Examples of Accomplishments
Financial savings or gain:
- Did you save your organization money or time while working on a project? How much, and how did you do that?
- How much have you generated in sales? How does that compare to your co-workers?
- Have you worked on a program that improved results by a certain percentage?
- Did you complete a higher percentage of your assigned tasks or work more productively than your peers?
- Did profits, revenues, or sales increase because of your efforts? If so, by how much?
- Did you save time with a process you created, automated, or redesigned?
Points of difference:
- Was there something exceptional about your work or your team's work?
- What accomplishment are you the most proud of at each job?
- How do you hope they will remember you?
- Did you break a record, set a new standard, or outperform a prior year or another organization?
- What did you do that was different from others who held the same position?
- Were you assigned a special project?
- Did you work on events? How did they turn out? Did they come in under budget?
- Did you do something beyond the normal scope of your responsibility?
- Was your location or department better or different from a similar location or department elsewhere in the company?
Writing the Statements
For each accomplishment, there is a story about the problem you solved that you can tell during an interview. An accomplishments statement is structured to highlight the action you took and the outcome of that action.

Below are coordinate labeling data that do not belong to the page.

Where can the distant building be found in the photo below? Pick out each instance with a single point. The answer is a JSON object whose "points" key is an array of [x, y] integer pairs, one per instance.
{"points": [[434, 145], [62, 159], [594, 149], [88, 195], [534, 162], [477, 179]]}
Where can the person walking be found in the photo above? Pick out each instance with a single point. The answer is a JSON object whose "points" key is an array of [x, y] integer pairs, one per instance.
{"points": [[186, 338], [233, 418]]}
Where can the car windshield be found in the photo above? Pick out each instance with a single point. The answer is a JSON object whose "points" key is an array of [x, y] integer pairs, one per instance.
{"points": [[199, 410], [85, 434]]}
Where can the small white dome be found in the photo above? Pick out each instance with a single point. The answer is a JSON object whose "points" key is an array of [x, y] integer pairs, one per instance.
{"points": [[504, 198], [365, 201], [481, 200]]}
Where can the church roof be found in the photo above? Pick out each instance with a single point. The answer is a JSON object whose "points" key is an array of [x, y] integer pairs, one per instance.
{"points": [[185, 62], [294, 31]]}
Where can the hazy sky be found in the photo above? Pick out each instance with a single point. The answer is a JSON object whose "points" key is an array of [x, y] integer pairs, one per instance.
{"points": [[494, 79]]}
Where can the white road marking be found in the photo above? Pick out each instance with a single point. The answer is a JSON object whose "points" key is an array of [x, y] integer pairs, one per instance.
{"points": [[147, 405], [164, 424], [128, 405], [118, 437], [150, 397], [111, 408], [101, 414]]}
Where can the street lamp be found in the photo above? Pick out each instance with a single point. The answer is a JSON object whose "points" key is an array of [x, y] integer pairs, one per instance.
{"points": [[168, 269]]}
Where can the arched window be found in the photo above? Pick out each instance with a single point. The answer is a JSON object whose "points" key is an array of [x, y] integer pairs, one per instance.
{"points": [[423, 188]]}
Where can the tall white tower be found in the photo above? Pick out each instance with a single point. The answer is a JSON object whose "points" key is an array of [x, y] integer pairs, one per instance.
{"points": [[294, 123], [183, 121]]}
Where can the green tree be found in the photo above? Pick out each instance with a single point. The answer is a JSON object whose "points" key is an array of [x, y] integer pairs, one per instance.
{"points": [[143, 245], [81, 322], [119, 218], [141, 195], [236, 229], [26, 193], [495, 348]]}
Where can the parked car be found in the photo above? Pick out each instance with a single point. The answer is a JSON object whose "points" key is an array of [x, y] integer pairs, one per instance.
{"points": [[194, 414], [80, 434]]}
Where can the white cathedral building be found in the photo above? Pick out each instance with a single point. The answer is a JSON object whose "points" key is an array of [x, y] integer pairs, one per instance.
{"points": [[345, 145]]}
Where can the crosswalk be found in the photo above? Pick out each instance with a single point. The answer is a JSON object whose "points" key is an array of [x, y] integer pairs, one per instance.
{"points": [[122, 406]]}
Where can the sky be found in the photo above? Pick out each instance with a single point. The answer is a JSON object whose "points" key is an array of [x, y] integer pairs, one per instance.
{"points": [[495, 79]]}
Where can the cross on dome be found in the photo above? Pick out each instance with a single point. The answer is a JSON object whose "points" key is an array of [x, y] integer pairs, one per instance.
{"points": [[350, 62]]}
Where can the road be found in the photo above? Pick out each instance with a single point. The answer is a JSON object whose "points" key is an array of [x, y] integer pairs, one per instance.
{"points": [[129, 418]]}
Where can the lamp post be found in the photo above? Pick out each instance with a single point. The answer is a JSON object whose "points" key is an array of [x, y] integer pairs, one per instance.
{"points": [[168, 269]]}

The following examples illustrate how an accomplishments statement is structured:
- Managed newly created southeastern sales territory, doubling annual revenues in first full year to $8 million.
- Organized and led cross-functional team to reduce new product production cycle schedule, shaving five months from release of new product line and generating unplanned $3 million in first year of operation.
- Managed planning and integration of new MIS system, reducing annual expenses by $5 million
Use Action Verbs
In writing accomplishment statements, use active verbs such as planned, managed, organized, and researched. View a sample list of action verbs.
Tailor Your Resume with Accomplishments
One size does not fit all. Tailoring your resume to specific job requirements sets you apart from other job seekers relying on a single resume. A powerful resume clearly shows the recruiter and hiring manager that you can successfully take on the job they are seeking to fill.
When preparing your resume for a specific job, focus on the qualifications the employer is seeking. Review the job posting or job description carefully to learn what the employer is looking for, what skills are required and what the job involves. Use those accomplishments that show that you can take on the job on day one. Note the key terms that are used as a clue to language you can use in your resume.
Not sure what skills are required to do your job successfully? Review the description of your job in O*Net. Included in the information about each job is a list of the skills that are need to do the job successfully.